Homes with EPC ratings of D and E offer the highest yields in England and Wales, at 6.7pc and 7pc respectively, according to Hamptons estate agents.
The lowest yields are for homes with the highest ratings. A-rated properties have yields of 5.5pc, while B and C-rated properties offer investors 6.6pc and 6.7pc respectively.
David Fell, of Hamptons, says a lot of terraces across Northern England that offer yields of 8pc or more are rated D or E, with “fairly limited ability to improve them”.
“The requirement to spend £10,000 to achieve a C here will make things particularly difficult because £10,000 is often 10-15pc of their value,” he says. “Ultimately this will make things pretty tricky for new landlords given the importance of yield at higher interest rates.”
Many of the lowest rated homes are two-up, two-down terraces in Northern England that sell for less than £100,000. Although they offer high yields, they are typically some of the least energy efficient.
Fell says: “They’re often single skin – with no opportunity to add cavity wall insulation.

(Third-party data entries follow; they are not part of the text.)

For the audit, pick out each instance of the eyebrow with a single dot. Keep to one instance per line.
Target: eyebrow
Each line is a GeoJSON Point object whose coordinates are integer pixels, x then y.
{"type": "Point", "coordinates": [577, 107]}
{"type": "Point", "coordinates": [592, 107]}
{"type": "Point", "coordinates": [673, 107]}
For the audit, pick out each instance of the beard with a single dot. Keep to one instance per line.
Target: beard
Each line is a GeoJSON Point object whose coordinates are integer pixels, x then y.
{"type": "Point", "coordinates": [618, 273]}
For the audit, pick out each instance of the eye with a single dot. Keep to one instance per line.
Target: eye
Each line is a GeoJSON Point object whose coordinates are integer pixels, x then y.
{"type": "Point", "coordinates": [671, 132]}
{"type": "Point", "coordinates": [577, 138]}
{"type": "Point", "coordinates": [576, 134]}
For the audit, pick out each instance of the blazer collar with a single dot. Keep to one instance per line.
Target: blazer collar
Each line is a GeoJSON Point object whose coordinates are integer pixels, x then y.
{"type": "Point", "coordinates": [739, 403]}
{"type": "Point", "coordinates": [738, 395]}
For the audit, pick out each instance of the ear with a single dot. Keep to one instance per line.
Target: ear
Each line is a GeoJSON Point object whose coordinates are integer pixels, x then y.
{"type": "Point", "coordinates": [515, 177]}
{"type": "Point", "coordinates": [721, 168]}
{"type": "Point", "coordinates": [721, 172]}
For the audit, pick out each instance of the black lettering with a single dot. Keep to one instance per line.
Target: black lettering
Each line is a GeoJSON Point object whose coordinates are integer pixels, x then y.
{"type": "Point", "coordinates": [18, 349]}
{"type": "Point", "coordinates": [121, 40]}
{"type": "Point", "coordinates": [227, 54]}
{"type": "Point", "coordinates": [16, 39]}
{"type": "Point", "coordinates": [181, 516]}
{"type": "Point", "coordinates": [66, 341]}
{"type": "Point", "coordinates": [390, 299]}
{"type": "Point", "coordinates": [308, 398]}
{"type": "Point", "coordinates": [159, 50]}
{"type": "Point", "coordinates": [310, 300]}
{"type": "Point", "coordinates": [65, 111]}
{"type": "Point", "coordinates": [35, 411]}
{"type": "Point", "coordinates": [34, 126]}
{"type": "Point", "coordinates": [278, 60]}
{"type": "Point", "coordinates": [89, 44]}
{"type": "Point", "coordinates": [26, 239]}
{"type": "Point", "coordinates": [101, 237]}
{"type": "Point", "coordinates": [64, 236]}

The cost of energy improvements here is also a much larger chunk of the purchase price than it would be down south.”
Armstrong warns that some landlords would simply be unable to afford the upgrades needed.
“If money stays expensive over the next couple of years and you’re on a variable mortgage rate say at 7.5pc and then you’ve got to spend another five grand to improve the property, it’s an impossible financial situation for a landlord,” he says.
“You think to yourself, ‘I just need to get out of this.’ And that has to at some stage create some sort of crisis for the amount of people that are in private rented accommodation.”
Impact extends to commercial properties
Other property investors are also expected to take a financial hit that will drag down prices in the commercial sector.
New laws that came into force on April 1 ban landlords from renting offices with an energy efficiency rating of E or below.
The minimum E rating that came into force on Saturday has left around 8pc of all commercial stock obsolete, according to BNP Paribas Real Estate.